Abstract

Between 1434 and 1462, two prelates fought over the bishopric of Albi : Bernard de Casilhac, elected by the Albigensian chapter, supported by the consuls, the local nobility and the Council of Basel, and Robert Dauphin, appointed by Pope Eugene IV on the recommendation of Charles VII. The two rivals opposed each other in court, at the Council of Basel and at the Parliament of Paris, and in arms, especially between 1434 and 1437. The affair is mentioned in several contemporary documents, in France and in Germany. However, it is not mentioned in almost any current book on the history of France, the Hundred Years War or Languedoc.

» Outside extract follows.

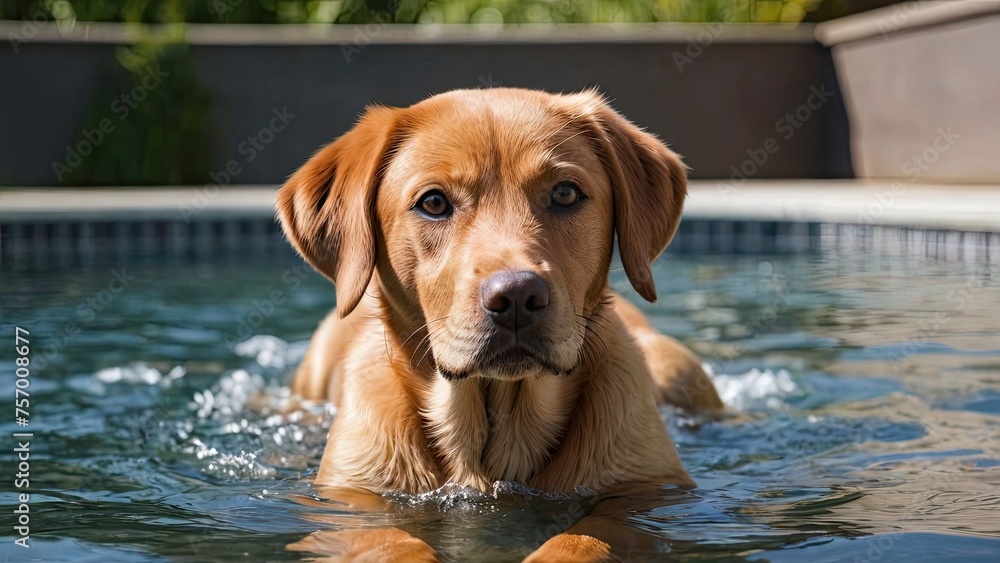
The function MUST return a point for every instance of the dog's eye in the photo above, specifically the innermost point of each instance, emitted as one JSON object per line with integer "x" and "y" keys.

In order to understand this oversight, we have reconstructed the historiographical genealogy of the conflict, from the most current works to the first historical studies of the 18th century. Three milestones can be identified. First, the conflict was “invented” by Joseph Vaissete, in his Histoire générale de Languedoc, from a monarchist and provincial perspective. Then, in the second half of the 19th century, it was the republican historians, Émile Jolibois and Jules Quicherat, who established an account strongly tinged with anticlericalism. Finally, since the 1970s, church historians, particularly in Germany, have interpreted this conflict as a symptom of the malaise and divisions of the French church, but also of the vigor of reformist currents. The “ Albi War” has its place in neither of the two great narratives of national and Languedoc history and memory, the Hundred Years War and the Albigensian Crusade. In fact, the Albi War is mainly situated in the context of the reform of the Church in the fifteenth century, which has interested German historians more than French historians. It is this issue that should be explored in greater depth in order to measure and understand more completely the impact of the event in the fifteenth century.